Funny how you then told me that your new needs are atypical and yet asserted that 512GB was plenty. And no, I meant to say that the base Max config is 1TB because in a machine like that Apple should provide a base storage option in line with the product they are delivering, and relative to the price point. It's not a lot to ask that a $2k desktop machine include that level of storage without requiring a consumer to pay more or custom order it. As Apple has moved away from replaceable storage for efficiency and performance, they have never shied away from charging predictable and Apple-tax amounts for increased RAM and storage, which many of us pay. However, it would make more sense in my opinion to start M1 Max Studio at 1TB. But that is just me. I also bought my 2014 Mac Mini with the max RAM available at the time because the I felt that the base config would be too little in too short a time period, and as a result I have gotten 6 years out of that machine.
What I said, as a matter of plain English, is that 512GB of storage (over 450GB free) is plenty for my needs and that I'm
considering 2TB for specific, atypical reasons that I wouldn't extrapolate to others. What's funny about that? I'm talking about whether to bring orchestral sample libraries inboard, something that I certainly don't need to do. Those kinds of libraries are indeed atypical. They can run well over 600GB of data. It would be no fun to run one of them on your current computer. Do you even know what they are?

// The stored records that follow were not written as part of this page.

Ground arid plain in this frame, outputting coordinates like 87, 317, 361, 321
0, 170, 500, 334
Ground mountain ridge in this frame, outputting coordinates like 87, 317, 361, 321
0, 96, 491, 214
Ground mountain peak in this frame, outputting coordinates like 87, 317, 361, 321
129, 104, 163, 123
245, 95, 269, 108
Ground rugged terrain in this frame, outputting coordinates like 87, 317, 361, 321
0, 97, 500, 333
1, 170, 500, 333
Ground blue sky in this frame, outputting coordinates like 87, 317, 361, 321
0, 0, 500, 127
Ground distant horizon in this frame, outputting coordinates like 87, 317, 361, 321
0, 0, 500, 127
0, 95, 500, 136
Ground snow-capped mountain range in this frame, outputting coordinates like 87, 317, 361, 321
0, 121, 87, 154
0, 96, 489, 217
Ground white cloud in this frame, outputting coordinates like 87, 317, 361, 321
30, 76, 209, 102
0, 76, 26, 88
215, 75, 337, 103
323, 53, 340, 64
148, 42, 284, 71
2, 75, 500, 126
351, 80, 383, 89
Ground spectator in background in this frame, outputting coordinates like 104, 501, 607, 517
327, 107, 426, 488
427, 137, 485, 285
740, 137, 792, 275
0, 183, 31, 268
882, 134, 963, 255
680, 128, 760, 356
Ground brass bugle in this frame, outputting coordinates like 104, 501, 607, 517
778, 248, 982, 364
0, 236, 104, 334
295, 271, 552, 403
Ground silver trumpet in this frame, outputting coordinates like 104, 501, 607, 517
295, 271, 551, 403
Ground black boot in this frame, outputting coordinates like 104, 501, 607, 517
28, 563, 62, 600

It is a simple fact, which you apparently refuse to recognise, that the base Max storage
is 512GB. The
probability is that it's what I'm going to purchase. For one thing, 2TB of storage increases the price by $600. Luckily for me, Apple decides what its market is rather than a guy who says in another post that he plans to replace his 2014 Mac mini, with 16GB of RAM and 256GB of storage, but isn't in a hurry to do it.